In western Florida and through the central portion of the Peninsula materials of a different character were laid down. These were composed mostly of sand, gravel and clay; the latter including the high-grade, white-burning, sedimentary kaolin deposits, these being of particular economic value. These were evidently accumulated as river, beach or perhaps delta deposits. During this period, too, the mammalian life was more abundant and widespread, many remains having been recovered in the process of mining both the hard rock phosphates of west-central Florida and the land pebble phosphates of southern Florida. These include various species of horse, the heavy-bodied rhinoceros as well as a type of rhinoceros more like the recent form, a beardog animal, peccary, camel, and mastodon. Of the latter special mention should be made of the early serrate-toothed, four-tusked type, having tusks in the lower as well as the upper jaws.
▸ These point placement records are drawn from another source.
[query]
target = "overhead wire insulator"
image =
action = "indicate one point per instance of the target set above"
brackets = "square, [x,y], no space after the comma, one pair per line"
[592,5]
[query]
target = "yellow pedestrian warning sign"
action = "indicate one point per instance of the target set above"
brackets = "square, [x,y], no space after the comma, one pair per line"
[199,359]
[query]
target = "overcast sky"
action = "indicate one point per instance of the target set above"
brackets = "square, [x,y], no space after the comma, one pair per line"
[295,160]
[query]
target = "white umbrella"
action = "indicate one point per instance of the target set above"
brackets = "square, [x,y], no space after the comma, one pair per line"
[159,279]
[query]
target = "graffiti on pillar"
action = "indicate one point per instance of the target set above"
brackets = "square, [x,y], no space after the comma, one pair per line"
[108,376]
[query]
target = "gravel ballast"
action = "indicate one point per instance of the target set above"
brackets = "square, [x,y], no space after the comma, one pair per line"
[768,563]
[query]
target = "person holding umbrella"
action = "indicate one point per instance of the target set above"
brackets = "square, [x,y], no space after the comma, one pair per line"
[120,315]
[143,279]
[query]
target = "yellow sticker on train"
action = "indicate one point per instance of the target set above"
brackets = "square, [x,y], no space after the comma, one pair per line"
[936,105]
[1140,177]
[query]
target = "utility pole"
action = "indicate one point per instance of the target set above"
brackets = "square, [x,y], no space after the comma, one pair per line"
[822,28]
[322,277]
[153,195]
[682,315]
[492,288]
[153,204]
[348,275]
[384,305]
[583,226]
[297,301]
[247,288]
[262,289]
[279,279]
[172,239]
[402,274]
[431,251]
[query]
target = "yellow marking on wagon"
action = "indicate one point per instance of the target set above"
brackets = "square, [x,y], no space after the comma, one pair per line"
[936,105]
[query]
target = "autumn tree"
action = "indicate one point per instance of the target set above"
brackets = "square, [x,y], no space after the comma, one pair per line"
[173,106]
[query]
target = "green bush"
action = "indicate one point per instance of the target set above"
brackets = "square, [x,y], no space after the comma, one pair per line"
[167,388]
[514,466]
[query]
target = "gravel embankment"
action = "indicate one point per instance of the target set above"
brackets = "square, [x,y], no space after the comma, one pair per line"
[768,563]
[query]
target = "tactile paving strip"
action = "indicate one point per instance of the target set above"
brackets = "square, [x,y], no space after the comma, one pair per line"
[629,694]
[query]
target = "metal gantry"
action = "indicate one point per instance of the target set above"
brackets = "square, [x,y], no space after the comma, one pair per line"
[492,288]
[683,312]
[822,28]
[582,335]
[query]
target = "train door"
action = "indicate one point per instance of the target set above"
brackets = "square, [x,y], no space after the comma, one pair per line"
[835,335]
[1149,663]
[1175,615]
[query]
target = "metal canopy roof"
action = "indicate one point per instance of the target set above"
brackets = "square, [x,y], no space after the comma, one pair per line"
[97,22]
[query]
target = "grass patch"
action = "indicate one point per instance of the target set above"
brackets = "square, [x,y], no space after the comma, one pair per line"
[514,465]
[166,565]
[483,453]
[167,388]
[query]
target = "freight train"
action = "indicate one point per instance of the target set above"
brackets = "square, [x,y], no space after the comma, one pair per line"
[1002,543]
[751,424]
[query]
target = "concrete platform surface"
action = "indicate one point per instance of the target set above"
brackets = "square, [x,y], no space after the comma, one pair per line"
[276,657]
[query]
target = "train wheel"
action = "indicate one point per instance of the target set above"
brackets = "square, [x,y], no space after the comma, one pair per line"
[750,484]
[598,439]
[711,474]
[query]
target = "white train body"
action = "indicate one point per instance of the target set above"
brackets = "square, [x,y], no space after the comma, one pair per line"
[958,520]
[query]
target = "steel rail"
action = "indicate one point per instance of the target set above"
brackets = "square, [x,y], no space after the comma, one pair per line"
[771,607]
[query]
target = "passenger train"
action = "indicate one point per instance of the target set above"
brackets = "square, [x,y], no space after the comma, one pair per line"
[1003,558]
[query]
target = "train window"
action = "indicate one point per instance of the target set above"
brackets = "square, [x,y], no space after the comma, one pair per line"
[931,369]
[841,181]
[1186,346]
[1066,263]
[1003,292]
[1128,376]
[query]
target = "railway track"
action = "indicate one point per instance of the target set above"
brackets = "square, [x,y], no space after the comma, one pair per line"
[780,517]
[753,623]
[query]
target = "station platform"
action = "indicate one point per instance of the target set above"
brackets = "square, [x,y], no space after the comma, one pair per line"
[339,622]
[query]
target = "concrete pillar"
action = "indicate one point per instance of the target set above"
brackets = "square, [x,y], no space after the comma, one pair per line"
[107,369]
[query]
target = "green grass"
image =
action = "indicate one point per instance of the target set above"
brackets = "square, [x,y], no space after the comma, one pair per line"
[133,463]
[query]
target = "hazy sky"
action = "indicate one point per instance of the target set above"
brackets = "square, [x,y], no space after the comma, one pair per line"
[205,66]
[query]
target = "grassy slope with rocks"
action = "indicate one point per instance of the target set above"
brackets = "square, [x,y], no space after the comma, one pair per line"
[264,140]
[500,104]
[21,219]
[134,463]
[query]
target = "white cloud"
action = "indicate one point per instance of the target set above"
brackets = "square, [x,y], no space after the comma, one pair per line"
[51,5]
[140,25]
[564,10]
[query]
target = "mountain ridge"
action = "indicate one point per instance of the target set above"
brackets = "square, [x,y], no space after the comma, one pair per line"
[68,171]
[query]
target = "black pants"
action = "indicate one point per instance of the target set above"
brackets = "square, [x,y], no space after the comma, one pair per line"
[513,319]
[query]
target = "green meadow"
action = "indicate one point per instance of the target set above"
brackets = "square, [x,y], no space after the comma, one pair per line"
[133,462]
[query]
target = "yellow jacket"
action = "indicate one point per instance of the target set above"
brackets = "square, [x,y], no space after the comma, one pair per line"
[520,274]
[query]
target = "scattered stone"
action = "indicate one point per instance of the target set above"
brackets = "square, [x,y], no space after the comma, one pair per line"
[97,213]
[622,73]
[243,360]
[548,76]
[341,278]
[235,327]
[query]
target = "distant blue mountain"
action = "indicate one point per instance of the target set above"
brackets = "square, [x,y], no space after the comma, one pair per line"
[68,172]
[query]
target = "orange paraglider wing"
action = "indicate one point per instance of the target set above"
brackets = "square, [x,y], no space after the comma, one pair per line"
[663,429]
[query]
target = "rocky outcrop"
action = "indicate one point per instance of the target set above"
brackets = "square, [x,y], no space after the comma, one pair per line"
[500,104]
The mastodons are old world migrants doubtless reaching America from Asia. During the Pliocene they were evidently well established in Florida as shown by the remains so far recovered. With the ushering in of the Pleistocene, or the last geological period, when different ice sheets covered approximately the northern one-half of North America, Florida was in large part covered by a shallow sea in which, during minor oscillations, were laid down sand, shell marls, limestones and swamp deposits, which are encountered today along the East Coast, throughout the Everglades and southern Florida, with lesser areas in other sections. It was in this period, too, that the Keys, or coral reefs, off the southern tip of Florida, were being built up and the white oolitic limestone, used so extensively in construction work of all kinds along the lower East Coast in the vicinity of Miami, was also being deposited.